Building a Supercomputer In a Flash

San Francisco effort falls short of speed goal, but ignites imaginations

3 min read

A flash mob is a group of strangers, organized over the Internet, that comes together briefly, acts out a predetermined scenario--often something as simple as clapping for 30 seconds--and then disperses.

A supercomputer is a very fast and powerful computer that outperforms most mainframes, at a cost, typically, of millions of dollars.

Can a flash mob build a supercomputer?

It can sure try, and so it did on 3 April at the University of San Francisco's Koret athletic center. The goal was to run the Linpack benchmark, a standard method of assessing the speed of supercomputers, to achieve a speed of at least 403 gigaflops (billion floating-point operations per second). This would be fast enough to earn the system a place on the list of the world's fastest 500 supercomputers.

The goal was not reached.

"That's why they call it research," Patrick Miller, one of the organizers of the effort, told IEEE Spectrum. The group reached just 180 gigaflops before it was time to pack up the computers and go home.

But would he call it a failure? No way.

"We built a supercomputer, tested it, and tore it down in six hours! How can I be disappointed?" says Miller, who is a part-time lecturer at the University of San Francisco (USF) and a full-time researcher at Lawrence Livermore National Laboratory [see photo, " Waterfalls of Cable"].

The idea first popped up in a USF graduate class taught by Miller. The students were discussing how they might build a supercomputer that could make the list of the world's top 500 supercomputers. Then one student suggested creating a flash mob event by posting a notice on Craig's List, an Internet bulletin board.

The USF group posted the announcement and then began scrambling to put together the high-speed network cables, switches, and software that would be needed.

In five short weeks, USF's flash mob supercomputer, quickly dubbed FlashMob 1, evolved into a major event. Hundreds of people preregistered, many promising to bring desktop computers, laptops, or whatever was at hand [see photo, " Computer Babble"]. Corporate sponsors jumped on board. Network switches were borrowed from Foundry Networks, in San Jose, Calif. Bits and pieces of open-source software were downloaded and cobbled together.

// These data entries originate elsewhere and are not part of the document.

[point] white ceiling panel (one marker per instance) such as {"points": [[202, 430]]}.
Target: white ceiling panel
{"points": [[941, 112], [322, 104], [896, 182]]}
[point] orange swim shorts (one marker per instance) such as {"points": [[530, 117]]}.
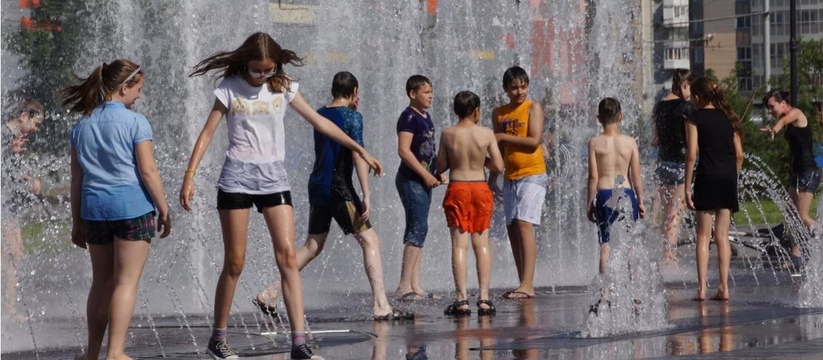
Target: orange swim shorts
{"points": [[468, 205]]}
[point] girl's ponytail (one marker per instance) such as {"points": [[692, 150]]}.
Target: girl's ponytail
{"points": [[705, 91], [98, 87]]}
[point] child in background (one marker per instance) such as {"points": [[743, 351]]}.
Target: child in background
{"points": [[716, 130], [415, 179], [115, 187], [805, 175], [253, 97], [518, 127], [464, 150], [614, 170]]}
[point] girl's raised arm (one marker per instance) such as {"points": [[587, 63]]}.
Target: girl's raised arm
{"points": [[218, 110], [147, 166]]}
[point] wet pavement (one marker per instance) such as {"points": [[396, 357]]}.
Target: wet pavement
{"points": [[762, 320]]}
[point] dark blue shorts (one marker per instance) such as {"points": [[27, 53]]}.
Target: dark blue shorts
{"points": [[416, 199], [806, 180], [607, 210]]}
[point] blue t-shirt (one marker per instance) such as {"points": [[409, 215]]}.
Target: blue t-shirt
{"points": [[422, 146], [331, 179], [105, 142]]}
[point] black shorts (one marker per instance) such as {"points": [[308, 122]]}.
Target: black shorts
{"points": [[234, 201], [346, 214]]}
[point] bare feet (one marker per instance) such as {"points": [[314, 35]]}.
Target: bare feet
{"points": [[721, 296], [701, 295]]}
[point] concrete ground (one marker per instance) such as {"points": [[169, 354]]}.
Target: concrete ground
{"points": [[760, 321]]}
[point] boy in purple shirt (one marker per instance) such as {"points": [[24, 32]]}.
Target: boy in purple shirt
{"points": [[415, 179]]}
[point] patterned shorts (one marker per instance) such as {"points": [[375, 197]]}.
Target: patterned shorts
{"points": [[140, 228]]}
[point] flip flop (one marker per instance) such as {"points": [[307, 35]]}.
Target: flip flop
{"points": [[490, 311], [516, 295], [455, 310], [411, 296], [265, 308], [395, 315]]}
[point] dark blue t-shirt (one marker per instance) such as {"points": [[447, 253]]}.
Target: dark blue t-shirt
{"points": [[422, 145], [331, 179]]}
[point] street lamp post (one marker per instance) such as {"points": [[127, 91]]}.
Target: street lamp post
{"points": [[793, 48]]}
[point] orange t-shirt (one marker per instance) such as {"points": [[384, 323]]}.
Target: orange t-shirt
{"points": [[520, 162]]}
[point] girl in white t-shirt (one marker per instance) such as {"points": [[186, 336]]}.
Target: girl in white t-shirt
{"points": [[253, 97]]}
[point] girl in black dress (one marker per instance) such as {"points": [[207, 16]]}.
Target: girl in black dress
{"points": [[716, 130], [805, 175], [669, 135]]}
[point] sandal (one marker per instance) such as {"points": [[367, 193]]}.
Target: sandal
{"points": [[490, 311], [596, 307], [265, 308], [395, 315], [454, 309]]}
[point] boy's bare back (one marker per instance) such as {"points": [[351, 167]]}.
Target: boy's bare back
{"points": [[466, 146], [613, 156]]}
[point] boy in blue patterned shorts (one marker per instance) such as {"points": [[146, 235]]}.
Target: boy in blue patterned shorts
{"points": [[614, 174]]}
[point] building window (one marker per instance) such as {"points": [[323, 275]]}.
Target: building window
{"points": [[697, 56]]}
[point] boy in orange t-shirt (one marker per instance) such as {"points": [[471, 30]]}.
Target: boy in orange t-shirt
{"points": [[518, 127]]}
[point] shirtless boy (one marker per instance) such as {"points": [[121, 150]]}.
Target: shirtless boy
{"points": [[464, 150], [614, 170]]}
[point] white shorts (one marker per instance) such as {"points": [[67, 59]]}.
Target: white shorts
{"points": [[523, 198]]}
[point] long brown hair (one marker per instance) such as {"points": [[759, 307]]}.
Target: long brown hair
{"points": [[680, 77], [258, 46], [705, 92], [98, 87]]}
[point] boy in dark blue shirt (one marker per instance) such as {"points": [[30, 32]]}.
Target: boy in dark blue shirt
{"points": [[332, 196]]}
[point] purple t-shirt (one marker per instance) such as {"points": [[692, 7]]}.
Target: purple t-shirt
{"points": [[422, 145]]}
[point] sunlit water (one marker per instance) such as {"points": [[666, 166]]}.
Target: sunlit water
{"points": [[574, 54]]}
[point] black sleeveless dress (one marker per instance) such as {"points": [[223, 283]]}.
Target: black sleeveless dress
{"points": [[715, 180]]}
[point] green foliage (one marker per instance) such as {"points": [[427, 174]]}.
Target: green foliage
{"points": [[774, 153]]}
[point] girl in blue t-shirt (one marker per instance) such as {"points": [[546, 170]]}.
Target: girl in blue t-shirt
{"points": [[253, 97], [115, 187]]}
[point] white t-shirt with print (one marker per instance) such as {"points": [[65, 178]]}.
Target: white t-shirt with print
{"points": [[257, 142]]}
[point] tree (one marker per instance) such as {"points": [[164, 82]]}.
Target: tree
{"points": [[773, 153]]}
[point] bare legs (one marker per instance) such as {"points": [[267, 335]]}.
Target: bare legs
{"points": [[410, 271], [671, 198], [372, 263], [234, 224], [604, 256], [280, 222], [803, 201], [721, 238], [524, 249], [116, 271], [480, 245]]}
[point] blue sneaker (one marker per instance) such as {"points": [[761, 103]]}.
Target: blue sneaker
{"points": [[220, 350], [303, 352]]}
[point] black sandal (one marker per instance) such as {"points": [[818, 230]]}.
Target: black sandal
{"points": [[267, 310], [490, 311], [454, 309]]}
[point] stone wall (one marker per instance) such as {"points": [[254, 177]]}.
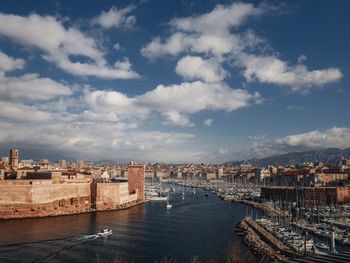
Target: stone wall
{"points": [[136, 180], [108, 195], [36, 198]]}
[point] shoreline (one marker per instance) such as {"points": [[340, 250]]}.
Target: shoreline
{"points": [[67, 213]]}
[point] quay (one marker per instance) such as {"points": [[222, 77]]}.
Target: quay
{"points": [[264, 243]]}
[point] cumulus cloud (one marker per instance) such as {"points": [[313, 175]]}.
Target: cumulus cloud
{"points": [[193, 67], [8, 63], [176, 118], [208, 122], [172, 102], [60, 44], [20, 112], [215, 35], [269, 69], [314, 140], [116, 18], [191, 97], [206, 33], [32, 87], [219, 21]]}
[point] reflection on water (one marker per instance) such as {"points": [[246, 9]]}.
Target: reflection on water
{"points": [[197, 226]]}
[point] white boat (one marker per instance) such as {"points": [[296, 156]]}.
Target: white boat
{"points": [[105, 232], [322, 246], [158, 198], [168, 205]]}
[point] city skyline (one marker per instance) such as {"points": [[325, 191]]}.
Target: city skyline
{"points": [[175, 81]]}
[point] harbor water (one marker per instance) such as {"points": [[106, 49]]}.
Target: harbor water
{"points": [[199, 225]]}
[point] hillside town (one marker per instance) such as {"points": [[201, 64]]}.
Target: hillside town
{"points": [[305, 207]]}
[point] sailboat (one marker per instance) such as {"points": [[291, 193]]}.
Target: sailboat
{"points": [[168, 205], [183, 192]]}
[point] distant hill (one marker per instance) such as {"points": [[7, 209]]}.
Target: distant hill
{"points": [[325, 155]]}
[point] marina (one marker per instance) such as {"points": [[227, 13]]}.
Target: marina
{"points": [[145, 233]]}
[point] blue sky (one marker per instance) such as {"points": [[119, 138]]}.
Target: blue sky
{"points": [[173, 81]]}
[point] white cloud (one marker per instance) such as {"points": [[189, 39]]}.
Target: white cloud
{"points": [[60, 44], [191, 67], [208, 122], [270, 69], [117, 46], [175, 118], [314, 140], [216, 36], [8, 63], [32, 87], [191, 97], [22, 113], [333, 137], [219, 21], [116, 18], [173, 102]]}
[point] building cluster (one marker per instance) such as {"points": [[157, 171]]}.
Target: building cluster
{"points": [[44, 188], [308, 184]]}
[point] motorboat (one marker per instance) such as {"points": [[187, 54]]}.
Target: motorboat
{"points": [[322, 246], [105, 232]]}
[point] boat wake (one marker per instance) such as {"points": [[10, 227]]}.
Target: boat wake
{"points": [[69, 244]]}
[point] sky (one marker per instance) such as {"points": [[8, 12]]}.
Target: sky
{"points": [[173, 81]]}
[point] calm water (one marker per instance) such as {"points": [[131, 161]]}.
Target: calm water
{"points": [[197, 226]]}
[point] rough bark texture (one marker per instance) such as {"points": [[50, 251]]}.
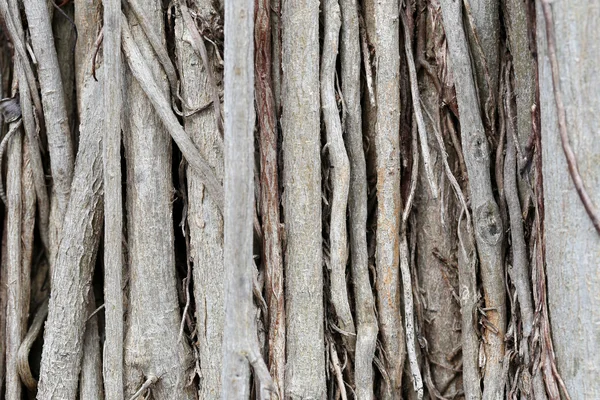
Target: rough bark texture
{"points": [[17, 303], [305, 369], [113, 206], [239, 197], [90, 380], [366, 321], [339, 177], [75, 259], [436, 241], [486, 215], [204, 218], [389, 201], [572, 244], [269, 193], [55, 111], [153, 313], [486, 17], [519, 34]]}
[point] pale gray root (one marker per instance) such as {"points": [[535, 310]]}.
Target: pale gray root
{"points": [[414, 91], [17, 299], [572, 244], [3, 295], [339, 175], [35, 159], [27, 238], [12, 131], [469, 300], [152, 379], [337, 371], [90, 380], [409, 317], [88, 21], [269, 192], [276, 53], [486, 19], [23, 358], [516, 19], [204, 218], [153, 313], [112, 360], [486, 215], [300, 122], [158, 99], [75, 258], [155, 41], [15, 32], [366, 321], [436, 238], [238, 213], [520, 272], [64, 41], [198, 45], [60, 145], [387, 146], [520, 267]]}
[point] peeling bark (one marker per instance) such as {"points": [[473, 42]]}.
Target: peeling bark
{"points": [[269, 193], [305, 369], [486, 216], [55, 112], [366, 321], [204, 218], [75, 259], [339, 176], [153, 314], [389, 202]]}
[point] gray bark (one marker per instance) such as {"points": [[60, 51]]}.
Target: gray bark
{"points": [[113, 205], [486, 215], [436, 235], [204, 218], [55, 112], [339, 176], [486, 17], [90, 380], [366, 321], [305, 370], [389, 201], [17, 303], [75, 259], [239, 197], [519, 32], [153, 313], [572, 244], [269, 192]]}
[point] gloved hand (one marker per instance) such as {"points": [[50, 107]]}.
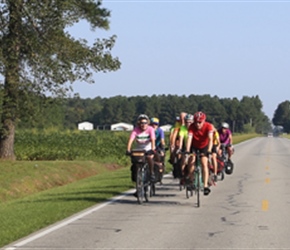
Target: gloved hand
{"points": [[150, 152]]}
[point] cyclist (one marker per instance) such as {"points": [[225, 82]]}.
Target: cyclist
{"points": [[173, 138], [183, 136], [226, 139], [200, 137], [159, 139], [215, 150], [144, 136]]}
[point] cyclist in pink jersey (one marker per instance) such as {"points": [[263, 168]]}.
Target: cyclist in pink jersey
{"points": [[144, 136], [226, 139], [200, 137]]}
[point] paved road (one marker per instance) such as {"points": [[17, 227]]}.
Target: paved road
{"points": [[248, 210]]}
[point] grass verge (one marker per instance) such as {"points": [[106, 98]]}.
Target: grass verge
{"points": [[24, 216], [34, 194]]}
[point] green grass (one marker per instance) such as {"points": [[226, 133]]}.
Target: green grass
{"points": [[44, 208], [35, 194]]}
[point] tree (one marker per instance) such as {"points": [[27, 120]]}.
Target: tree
{"points": [[38, 54], [282, 116]]}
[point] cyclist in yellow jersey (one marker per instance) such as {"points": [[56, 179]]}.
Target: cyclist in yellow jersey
{"points": [[183, 135], [173, 138]]}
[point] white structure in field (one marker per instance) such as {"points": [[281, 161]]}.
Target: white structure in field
{"points": [[166, 128], [121, 126], [85, 126]]}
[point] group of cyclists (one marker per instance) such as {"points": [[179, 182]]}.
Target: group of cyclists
{"points": [[189, 134]]}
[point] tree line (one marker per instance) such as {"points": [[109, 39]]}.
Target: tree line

On Wednesday, just three days before the Saturday event, the software set was completed and burned to 1400 CDs. On Friday, students hooked up the first phalanx of computers--about 150--from the university's computer lab.

At 8 a.m. Saturday, the geeks began to arrive, carrying their computers into USF's basketball arena. Each was handed a disk and a checklist, then directed to a spot amid rows of tables, down which rivers of cables poured like waterfalls from the networking switches.

"I heard about it on Slashdot," said Alex Snell from Mill Valley, Calif., as he wrestled his tower PC onto a table. "I'm a computer freak, and I wanted to socialize with other computer freaks. And I've always been interested in the big end of computing."

"For us geeks, this is fantastic," said Igor Ranitoviz, a software engineer with Internet Archive in San Francisco.

It wasn't all young geeks. Etienne Handman, the chief technology officer of E-loan in Pleasanton, Calif., cleaned out the company's stash of spare computers and loaded 100 PCs into a van. "This event is going to prove that ordinary people with ordinary computers can build a world-class supercomputer," he told Spectrum.

There was a sense of history about to be made, and this attracted pioneers in big computing who didn't participate but simply wanted to be there, including Gordon Bell of Digital Equipment Corp. fame and Gene Amdahl, designer of the first IBM Corp. mainframe.

Sometime after 11 a.m., with 669 computers hooked up, the gym was cleared of people, and the benchmarks began to run. It was a dicey proposition all along, because the standard supercomputer benchmarks are not fault tolerant; if one processor goes down, the program fails.

And processors did go down, or simply couldn't keep up with their peers. Typically, these were older computers that barely met the requirements. After they were pulled off the network, the program was launched again, and again. Eventually, only 256 computers were left in the final run, and the speed was less than half the amount that had been hoped for.

"We had enough machines on the floor to get the 403 gigaflops that I wanted, but some of the machines were broken," Miller said. One problem was intermittent failures of the network cards in the various computers.

"But the thing basically worked," he said. "One hundred eighty gigaflops is a pretty big number--we built a supercomputer. And we have four groups ready to plunge immediately onward, including one high school, a group of small Puerto Rican universities, a team from the American Chemical Society, and a university in Australia."